The core portion of psana is written largely in C++, but psana supports both C++ and Python as user interfaces. Over time, it has become clear that Python is the preferred user interface for several reasons. First, it is possible to develop python analyses quickly, and short development times are a necessity given the frequent rate-of-change of LCLS experiments and the changing analysis requirements during an experiment. Second, C++ offers a steep learning curve for users. The observed trend at US light-source facilities and free-electron lasers around the world is to use Python and its associated tools.

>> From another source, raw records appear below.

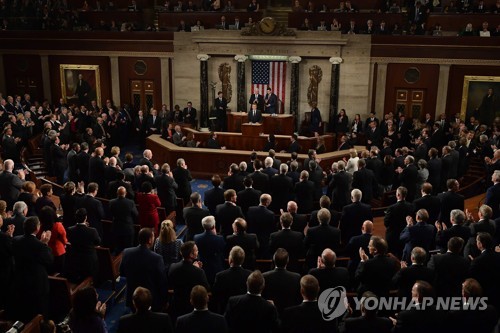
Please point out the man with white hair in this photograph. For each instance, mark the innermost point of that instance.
(10, 184)
(211, 248)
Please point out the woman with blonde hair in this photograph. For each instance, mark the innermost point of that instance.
(167, 245)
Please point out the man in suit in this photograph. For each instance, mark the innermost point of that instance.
(420, 234)
(249, 196)
(221, 107)
(183, 276)
(404, 279)
(201, 319)
(81, 261)
(353, 216)
(189, 114)
(193, 215)
(291, 241)
(254, 115)
(364, 180)
(321, 237)
(270, 101)
(457, 229)
(450, 269)
(450, 200)
(261, 222)
(94, 207)
(227, 212)
(144, 319)
(256, 97)
(248, 242)
(327, 274)
(143, 267)
(211, 249)
(493, 195)
(214, 196)
(182, 177)
(10, 184)
(165, 187)
(375, 274)
(125, 215)
(395, 221)
(251, 312)
(232, 281)
(33, 258)
(428, 201)
(282, 286)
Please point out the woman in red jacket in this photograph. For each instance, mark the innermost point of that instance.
(148, 203)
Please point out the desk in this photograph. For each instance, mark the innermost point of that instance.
(282, 124)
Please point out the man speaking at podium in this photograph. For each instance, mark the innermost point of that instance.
(254, 115)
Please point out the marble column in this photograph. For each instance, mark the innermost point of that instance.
(334, 92)
(241, 91)
(294, 89)
(203, 58)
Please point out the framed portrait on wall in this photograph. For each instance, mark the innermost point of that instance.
(80, 84)
(481, 98)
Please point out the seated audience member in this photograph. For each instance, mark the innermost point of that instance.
(167, 244)
(248, 242)
(143, 319)
(87, 314)
(450, 269)
(375, 274)
(404, 279)
(251, 312)
(232, 281)
(327, 274)
(201, 319)
(369, 321)
(211, 249)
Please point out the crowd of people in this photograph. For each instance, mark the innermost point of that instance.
(260, 210)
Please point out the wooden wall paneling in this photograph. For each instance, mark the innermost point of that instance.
(427, 83)
(104, 70)
(23, 74)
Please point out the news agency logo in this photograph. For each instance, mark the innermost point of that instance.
(332, 303)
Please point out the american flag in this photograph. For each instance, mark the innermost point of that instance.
(269, 74)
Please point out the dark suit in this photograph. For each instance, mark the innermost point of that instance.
(449, 201)
(142, 267)
(450, 270)
(364, 180)
(182, 277)
(282, 287)
(353, 216)
(319, 238)
(151, 322)
(248, 242)
(125, 214)
(31, 282)
(211, 253)
(376, 274)
(213, 198)
(225, 214)
(260, 221)
(250, 314)
(306, 318)
(182, 178)
(201, 321)
(192, 218)
(81, 261)
(247, 198)
(230, 282)
(395, 222)
(331, 277)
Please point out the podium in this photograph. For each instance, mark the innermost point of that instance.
(250, 129)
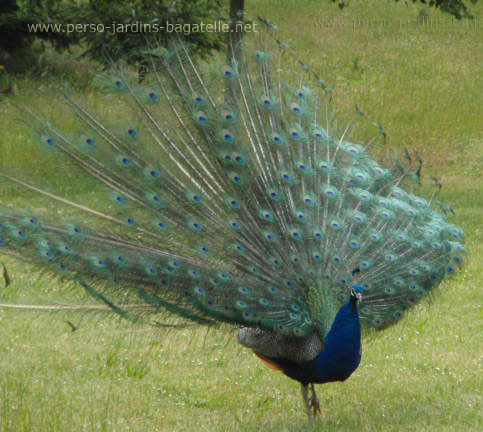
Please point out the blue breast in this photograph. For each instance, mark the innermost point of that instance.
(341, 354)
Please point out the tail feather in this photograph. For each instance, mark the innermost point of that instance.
(254, 211)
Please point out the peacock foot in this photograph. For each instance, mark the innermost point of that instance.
(312, 403)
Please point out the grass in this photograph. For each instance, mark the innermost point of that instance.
(425, 374)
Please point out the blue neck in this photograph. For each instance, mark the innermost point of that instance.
(341, 354)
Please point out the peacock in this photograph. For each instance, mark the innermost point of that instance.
(229, 194)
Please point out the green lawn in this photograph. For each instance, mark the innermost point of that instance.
(425, 86)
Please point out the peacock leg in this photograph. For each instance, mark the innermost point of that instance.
(314, 402)
(305, 396)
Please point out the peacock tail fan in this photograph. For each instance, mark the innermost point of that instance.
(227, 194)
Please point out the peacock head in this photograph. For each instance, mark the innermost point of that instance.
(357, 288)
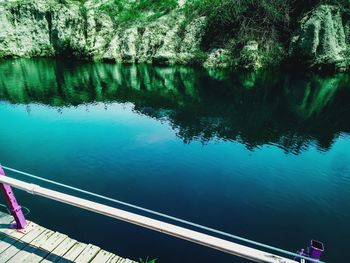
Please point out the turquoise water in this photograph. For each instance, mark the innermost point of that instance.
(265, 156)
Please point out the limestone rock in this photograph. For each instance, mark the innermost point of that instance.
(320, 42)
(250, 58)
(220, 58)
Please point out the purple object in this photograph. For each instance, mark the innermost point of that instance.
(316, 249)
(15, 208)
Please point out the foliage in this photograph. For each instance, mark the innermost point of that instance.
(126, 12)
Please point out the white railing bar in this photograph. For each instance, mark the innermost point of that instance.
(166, 228)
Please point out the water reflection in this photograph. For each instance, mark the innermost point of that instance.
(290, 111)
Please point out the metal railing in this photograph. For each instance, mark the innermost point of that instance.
(146, 222)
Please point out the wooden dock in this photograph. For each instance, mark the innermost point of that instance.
(38, 244)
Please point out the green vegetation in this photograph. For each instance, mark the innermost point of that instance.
(125, 12)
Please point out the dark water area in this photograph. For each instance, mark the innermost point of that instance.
(265, 156)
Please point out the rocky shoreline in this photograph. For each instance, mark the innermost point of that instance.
(39, 28)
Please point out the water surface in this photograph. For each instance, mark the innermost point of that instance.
(265, 156)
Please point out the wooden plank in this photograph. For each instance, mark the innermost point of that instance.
(60, 250)
(88, 254)
(12, 236)
(31, 247)
(20, 244)
(102, 256)
(114, 259)
(45, 248)
(73, 253)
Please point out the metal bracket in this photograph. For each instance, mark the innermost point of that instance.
(14, 207)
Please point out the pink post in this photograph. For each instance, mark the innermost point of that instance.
(15, 209)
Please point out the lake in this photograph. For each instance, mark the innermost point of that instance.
(265, 156)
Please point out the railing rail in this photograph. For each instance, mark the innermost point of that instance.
(166, 228)
(243, 251)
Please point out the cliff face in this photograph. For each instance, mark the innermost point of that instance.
(322, 40)
(47, 28)
(39, 28)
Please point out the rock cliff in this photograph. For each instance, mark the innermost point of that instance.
(40, 28)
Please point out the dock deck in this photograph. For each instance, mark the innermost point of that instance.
(39, 244)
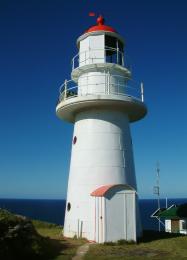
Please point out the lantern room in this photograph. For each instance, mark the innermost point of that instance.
(100, 44)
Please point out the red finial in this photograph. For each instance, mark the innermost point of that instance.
(100, 20)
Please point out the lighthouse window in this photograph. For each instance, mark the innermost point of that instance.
(114, 50)
(68, 206)
(74, 140)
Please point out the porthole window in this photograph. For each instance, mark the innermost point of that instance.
(74, 140)
(68, 206)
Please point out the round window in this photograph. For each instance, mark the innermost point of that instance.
(68, 206)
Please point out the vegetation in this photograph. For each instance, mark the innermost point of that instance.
(21, 238)
(153, 245)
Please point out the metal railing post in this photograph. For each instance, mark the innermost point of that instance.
(108, 82)
(123, 60)
(142, 91)
(117, 55)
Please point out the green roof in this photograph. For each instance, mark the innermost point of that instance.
(175, 212)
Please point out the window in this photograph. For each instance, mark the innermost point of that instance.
(68, 206)
(183, 225)
(114, 50)
(74, 140)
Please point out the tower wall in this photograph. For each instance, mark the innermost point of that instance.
(101, 155)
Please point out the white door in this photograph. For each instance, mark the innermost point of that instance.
(120, 217)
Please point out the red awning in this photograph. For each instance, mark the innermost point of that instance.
(102, 190)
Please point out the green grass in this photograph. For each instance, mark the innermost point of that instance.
(61, 248)
(154, 245)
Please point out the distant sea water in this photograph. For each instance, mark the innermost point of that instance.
(53, 210)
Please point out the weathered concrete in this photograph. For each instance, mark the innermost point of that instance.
(81, 251)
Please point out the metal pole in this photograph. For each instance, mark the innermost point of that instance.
(158, 185)
(65, 89)
(142, 91)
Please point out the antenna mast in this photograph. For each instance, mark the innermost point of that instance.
(157, 190)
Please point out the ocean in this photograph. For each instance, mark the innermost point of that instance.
(53, 210)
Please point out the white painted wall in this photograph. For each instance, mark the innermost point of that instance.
(120, 216)
(102, 155)
(168, 225)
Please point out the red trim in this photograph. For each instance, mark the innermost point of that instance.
(101, 27)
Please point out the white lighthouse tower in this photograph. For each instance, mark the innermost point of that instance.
(101, 101)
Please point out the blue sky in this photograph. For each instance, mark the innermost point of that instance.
(38, 40)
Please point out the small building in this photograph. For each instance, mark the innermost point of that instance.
(175, 218)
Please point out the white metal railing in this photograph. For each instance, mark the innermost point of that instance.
(107, 85)
(107, 55)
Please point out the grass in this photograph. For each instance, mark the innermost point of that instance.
(60, 248)
(153, 245)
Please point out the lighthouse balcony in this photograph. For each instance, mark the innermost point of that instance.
(101, 91)
(104, 84)
(104, 55)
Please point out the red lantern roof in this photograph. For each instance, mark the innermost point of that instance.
(100, 26)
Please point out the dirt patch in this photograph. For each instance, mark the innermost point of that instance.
(147, 253)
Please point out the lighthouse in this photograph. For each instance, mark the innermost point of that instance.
(101, 100)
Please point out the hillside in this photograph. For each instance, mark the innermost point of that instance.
(22, 238)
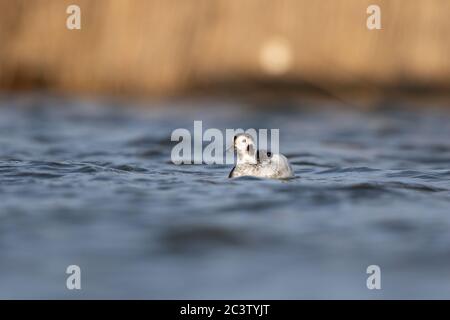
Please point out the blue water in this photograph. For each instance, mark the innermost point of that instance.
(90, 183)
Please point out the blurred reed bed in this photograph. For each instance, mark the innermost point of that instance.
(156, 47)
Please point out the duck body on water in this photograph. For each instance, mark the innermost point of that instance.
(258, 163)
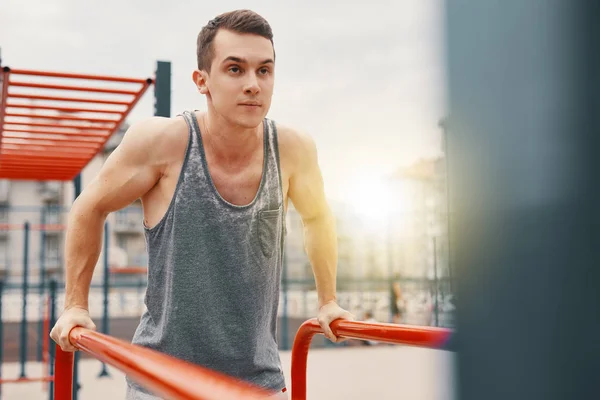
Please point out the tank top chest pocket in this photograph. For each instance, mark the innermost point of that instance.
(269, 230)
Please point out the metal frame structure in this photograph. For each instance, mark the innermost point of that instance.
(47, 133)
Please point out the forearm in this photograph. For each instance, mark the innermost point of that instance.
(83, 243)
(321, 247)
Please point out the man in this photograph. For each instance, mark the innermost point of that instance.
(215, 188)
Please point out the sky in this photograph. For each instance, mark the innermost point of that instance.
(365, 79)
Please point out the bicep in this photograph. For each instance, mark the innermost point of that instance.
(127, 174)
(306, 190)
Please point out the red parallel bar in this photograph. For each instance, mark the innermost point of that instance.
(11, 104)
(128, 270)
(59, 132)
(390, 333)
(40, 148)
(49, 142)
(26, 380)
(37, 227)
(69, 99)
(75, 128)
(74, 88)
(78, 76)
(40, 164)
(33, 168)
(45, 157)
(63, 375)
(164, 375)
(36, 175)
(58, 138)
(61, 117)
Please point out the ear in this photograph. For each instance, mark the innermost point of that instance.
(200, 78)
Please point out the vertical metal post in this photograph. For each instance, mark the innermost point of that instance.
(42, 288)
(162, 89)
(75, 357)
(1, 332)
(52, 346)
(284, 317)
(436, 282)
(106, 277)
(23, 344)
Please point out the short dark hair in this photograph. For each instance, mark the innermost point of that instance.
(240, 21)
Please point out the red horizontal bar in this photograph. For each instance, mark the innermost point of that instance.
(79, 132)
(33, 165)
(50, 142)
(162, 374)
(60, 118)
(44, 148)
(73, 88)
(43, 157)
(57, 137)
(37, 176)
(128, 270)
(27, 380)
(35, 227)
(69, 99)
(79, 76)
(390, 333)
(11, 104)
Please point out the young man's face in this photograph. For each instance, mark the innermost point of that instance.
(241, 79)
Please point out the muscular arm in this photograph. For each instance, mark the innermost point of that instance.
(306, 191)
(128, 173)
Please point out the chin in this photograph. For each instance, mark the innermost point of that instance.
(248, 121)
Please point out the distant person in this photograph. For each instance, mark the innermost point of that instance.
(215, 187)
(369, 318)
(397, 304)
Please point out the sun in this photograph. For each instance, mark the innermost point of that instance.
(377, 200)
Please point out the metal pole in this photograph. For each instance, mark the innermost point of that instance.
(42, 290)
(105, 321)
(436, 283)
(1, 332)
(162, 89)
(76, 386)
(284, 317)
(52, 346)
(23, 347)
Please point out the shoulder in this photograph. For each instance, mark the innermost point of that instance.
(296, 146)
(156, 137)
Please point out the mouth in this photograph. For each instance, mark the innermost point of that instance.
(250, 104)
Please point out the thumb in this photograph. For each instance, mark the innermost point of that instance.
(324, 322)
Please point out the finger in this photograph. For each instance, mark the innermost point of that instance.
(326, 329)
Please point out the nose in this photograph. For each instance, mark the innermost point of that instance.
(251, 87)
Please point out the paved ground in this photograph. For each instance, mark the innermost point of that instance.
(386, 372)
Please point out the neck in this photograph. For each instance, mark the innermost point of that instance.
(229, 141)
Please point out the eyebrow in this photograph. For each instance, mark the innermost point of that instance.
(244, 61)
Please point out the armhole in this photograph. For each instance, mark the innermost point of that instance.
(179, 179)
(277, 160)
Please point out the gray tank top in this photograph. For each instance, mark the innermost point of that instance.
(214, 272)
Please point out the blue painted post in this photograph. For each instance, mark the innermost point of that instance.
(105, 327)
(1, 332)
(284, 316)
(42, 290)
(76, 385)
(23, 346)
(52, 346)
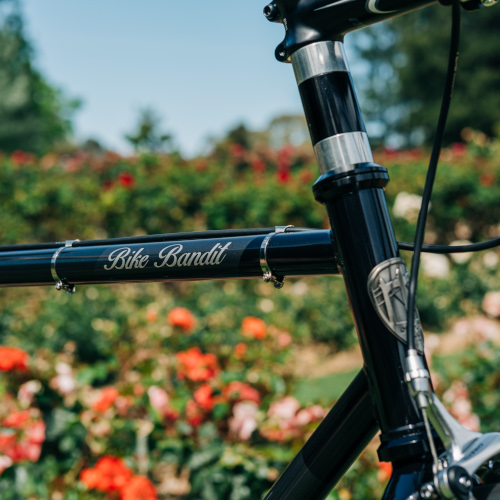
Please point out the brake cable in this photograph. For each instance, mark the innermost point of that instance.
(431, 172)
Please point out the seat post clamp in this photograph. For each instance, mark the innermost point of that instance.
(269, 275)
(61, 284)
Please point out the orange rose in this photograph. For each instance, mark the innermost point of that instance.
(253, 327)
(183, 318)
(12, 358)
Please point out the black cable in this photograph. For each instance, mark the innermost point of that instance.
(472, 247)
(431, 172)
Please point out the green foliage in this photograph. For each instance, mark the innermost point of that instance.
(34, 116)
(408, 60)
(147, 138)
(121, 336)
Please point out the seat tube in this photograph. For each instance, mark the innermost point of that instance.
(351, 188)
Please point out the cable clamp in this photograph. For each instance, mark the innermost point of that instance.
(269, 276)
(61, 283)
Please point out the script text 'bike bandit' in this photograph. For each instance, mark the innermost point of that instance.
(169, 256)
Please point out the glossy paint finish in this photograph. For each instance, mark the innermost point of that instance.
(330, 105)
(289, 254)
(332, 448)
(364, 238)
(310, 21)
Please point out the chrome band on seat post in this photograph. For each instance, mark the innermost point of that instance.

In addition to providing data access, psana also provides simple python interfaces to complex algorithms. One commonly used example is the analysis code for the XTCAV detector [12] that is used to calculate lasing power as a function of time (on the femtosecond time scale) for each LCLS shot. Another example is the algorithm which computes the time separation between a pump laser and the LCLS shot [13]. Users are able to put together short python building blocks to quickly express the complexity of their experiment. Many of these building blocks are publicly available on the web, and so can be reused at any facility. We hope to include algorithms that are not LCLS-specific in globally available photon science-specific python packages which can be reused across labs. One such candidate is the publicly available scikit-beam project [14]. Psana and all its algorithms are open source and freely available from our Subversion repository. Instructions for code development and collaborative tools are documented here: https://confluence.slac.stanford.edu/display/PCDS/Software+Repository.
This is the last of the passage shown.